Software Platform & Task Design
1. Dataset — we will provide two newly recorded datasets to facilitate research and allow for in-depth analysis of algorithms for handling utterance overlaps, one using a microphone array and one using spatially distributed microphones, called LibriCSS and LibriCSS-adhoc, respectively. The original unsegmented multi-talker recordings will be used.
2. Speech recognition — Both hybrid and end-to-end speech recognition systems will be considered. Open source systems such as PyKaldi2  and ESPnet  will be utilized.
3. Speaker embedding — A state-of-the-art speaker embedding extraction system  trained on the Vox Celeb dataset will be provided to bootstrap the diarization and speaker-informed speech separation work.
4. Probabilistic Embeddings — The work on probabilistic embeddings, clustering and diarization will proceed from baselines provided by various existing proprietary and open-source code bases for speaker embeddings, PLDA scoring, clustering and diarization. In addition to the above-mentioned new meeting databases, many existing databases for speaker recognition are also available for training relevant parts of the system.

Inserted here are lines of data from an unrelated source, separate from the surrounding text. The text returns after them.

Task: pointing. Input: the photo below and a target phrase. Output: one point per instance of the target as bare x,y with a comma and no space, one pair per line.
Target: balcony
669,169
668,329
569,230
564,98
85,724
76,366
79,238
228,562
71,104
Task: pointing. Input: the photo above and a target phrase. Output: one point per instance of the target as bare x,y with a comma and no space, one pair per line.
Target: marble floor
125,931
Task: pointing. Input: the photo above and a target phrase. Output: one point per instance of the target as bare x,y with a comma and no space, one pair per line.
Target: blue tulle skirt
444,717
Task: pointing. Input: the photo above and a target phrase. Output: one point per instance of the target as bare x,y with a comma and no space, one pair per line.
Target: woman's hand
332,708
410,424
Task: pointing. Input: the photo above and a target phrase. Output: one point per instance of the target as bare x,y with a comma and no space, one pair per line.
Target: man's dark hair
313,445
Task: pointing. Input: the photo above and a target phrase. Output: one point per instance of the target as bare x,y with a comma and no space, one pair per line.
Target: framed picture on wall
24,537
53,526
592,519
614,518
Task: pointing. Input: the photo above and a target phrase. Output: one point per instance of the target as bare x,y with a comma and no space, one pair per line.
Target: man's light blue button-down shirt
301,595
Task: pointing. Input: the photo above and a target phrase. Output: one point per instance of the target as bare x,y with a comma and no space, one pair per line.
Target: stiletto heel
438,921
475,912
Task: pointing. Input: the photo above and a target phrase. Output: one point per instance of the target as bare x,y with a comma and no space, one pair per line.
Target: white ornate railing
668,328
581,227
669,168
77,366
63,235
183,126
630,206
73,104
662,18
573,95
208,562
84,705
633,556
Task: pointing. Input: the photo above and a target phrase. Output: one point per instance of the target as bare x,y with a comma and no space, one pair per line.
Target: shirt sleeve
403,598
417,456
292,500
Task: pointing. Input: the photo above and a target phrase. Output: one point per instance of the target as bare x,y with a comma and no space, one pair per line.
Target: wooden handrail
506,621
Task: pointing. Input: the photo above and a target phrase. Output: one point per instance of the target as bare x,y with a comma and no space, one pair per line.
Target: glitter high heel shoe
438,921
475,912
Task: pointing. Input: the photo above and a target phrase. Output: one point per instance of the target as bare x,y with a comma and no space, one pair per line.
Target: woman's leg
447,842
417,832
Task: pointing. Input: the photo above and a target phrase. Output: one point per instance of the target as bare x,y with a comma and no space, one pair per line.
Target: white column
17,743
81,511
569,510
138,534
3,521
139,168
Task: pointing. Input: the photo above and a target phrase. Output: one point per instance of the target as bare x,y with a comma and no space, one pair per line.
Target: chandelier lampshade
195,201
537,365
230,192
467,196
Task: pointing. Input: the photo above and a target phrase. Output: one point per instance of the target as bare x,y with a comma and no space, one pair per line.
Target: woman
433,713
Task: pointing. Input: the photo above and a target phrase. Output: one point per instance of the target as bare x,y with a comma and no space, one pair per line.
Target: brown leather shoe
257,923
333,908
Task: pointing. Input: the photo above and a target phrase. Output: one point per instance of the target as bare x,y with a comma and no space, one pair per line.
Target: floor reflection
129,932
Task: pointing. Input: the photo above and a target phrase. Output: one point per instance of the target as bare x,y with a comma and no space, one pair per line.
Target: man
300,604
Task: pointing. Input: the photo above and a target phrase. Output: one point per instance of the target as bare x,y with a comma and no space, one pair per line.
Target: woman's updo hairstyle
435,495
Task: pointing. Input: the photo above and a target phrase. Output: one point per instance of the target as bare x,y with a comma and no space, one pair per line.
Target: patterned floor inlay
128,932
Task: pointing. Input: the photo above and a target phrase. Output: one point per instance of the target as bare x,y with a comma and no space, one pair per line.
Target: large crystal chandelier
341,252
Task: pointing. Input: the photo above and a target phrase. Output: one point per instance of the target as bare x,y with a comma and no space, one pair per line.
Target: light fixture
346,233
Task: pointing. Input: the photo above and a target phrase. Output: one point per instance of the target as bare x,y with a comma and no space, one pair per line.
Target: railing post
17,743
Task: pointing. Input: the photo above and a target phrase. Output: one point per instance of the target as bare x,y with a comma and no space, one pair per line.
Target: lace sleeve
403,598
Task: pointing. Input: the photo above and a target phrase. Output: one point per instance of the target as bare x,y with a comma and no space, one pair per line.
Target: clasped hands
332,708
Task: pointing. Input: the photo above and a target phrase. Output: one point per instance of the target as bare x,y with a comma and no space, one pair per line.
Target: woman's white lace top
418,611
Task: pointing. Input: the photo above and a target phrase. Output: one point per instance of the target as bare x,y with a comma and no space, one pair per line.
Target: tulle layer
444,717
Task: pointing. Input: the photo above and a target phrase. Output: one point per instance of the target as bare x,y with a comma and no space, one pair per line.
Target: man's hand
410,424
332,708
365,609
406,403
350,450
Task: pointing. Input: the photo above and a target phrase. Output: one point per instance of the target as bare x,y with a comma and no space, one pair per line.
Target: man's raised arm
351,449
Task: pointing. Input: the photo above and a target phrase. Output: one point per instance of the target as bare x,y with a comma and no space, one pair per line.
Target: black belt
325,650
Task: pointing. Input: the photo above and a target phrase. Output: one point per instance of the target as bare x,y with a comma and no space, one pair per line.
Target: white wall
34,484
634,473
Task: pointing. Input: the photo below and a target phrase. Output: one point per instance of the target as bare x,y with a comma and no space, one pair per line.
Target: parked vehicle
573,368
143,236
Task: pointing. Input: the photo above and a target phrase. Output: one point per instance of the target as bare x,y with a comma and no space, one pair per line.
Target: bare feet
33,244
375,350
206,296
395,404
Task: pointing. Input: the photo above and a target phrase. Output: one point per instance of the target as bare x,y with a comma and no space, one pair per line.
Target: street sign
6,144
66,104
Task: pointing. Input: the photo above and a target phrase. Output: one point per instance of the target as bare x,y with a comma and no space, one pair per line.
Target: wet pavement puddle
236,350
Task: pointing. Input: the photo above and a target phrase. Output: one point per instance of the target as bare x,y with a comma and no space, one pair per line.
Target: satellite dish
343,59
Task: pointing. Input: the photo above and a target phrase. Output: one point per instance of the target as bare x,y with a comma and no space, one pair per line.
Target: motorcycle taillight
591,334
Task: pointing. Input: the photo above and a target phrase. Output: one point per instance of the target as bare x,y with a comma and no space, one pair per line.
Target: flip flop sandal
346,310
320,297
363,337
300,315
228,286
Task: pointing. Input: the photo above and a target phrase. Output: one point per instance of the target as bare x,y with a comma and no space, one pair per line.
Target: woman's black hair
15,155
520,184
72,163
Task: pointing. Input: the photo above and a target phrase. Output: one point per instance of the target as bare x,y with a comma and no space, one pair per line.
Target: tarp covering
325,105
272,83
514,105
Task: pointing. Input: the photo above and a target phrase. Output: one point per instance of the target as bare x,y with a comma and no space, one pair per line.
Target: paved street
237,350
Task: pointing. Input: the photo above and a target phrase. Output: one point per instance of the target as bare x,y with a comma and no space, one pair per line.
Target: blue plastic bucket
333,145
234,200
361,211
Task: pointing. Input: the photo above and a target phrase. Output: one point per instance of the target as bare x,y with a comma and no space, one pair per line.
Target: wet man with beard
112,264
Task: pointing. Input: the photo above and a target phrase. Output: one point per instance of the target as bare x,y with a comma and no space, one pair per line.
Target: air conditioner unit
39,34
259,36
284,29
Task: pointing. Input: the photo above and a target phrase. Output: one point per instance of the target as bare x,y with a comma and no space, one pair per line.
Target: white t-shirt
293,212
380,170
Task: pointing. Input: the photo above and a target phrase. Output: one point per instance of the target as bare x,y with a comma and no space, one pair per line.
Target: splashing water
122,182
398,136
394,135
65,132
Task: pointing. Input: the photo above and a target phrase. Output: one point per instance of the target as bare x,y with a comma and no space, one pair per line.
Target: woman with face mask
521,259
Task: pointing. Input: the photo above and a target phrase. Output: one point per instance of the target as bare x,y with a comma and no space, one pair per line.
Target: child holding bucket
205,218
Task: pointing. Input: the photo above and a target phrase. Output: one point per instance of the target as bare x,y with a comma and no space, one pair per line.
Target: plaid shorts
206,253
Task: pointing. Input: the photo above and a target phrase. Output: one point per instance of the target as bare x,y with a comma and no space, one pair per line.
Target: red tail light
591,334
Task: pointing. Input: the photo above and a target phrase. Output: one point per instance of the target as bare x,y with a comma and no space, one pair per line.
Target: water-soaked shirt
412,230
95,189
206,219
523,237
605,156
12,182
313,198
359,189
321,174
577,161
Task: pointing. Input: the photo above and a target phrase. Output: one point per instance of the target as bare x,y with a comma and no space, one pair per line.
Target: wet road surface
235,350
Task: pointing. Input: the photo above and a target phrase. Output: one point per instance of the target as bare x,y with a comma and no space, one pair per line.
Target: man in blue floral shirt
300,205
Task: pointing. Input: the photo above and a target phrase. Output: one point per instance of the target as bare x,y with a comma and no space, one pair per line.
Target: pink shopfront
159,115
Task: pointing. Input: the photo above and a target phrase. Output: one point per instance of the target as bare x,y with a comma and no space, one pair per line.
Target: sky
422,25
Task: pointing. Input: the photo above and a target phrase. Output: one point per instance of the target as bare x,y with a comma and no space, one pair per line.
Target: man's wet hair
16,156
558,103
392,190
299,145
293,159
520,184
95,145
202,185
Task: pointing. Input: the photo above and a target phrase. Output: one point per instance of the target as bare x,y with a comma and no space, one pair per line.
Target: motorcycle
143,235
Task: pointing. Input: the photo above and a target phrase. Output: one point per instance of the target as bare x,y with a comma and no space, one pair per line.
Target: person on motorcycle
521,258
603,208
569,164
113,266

In addition, an evaluation pipeline for multi-talker continuous speech recognition will also be provided to allow participants to immediately start research investigations. Open-source implementations will also be exploited wherever appropriate.
Task design — The target of this team is to address the speech recognition and speaker diarization for unsegmented multi-talker speech recordings. We will evaluate novel architectures/techniques for this task, including the two preliminary setups, as well as novel end-to-end solutions. The unsupervised model adaptation from model trained from pre-segmented data is also an possible method to improve the baseline. Different recording setups will also be considered, such as microphone arrays and spatially distributed microphones. WER and speaker-attributed WER will be the primary performance metrics.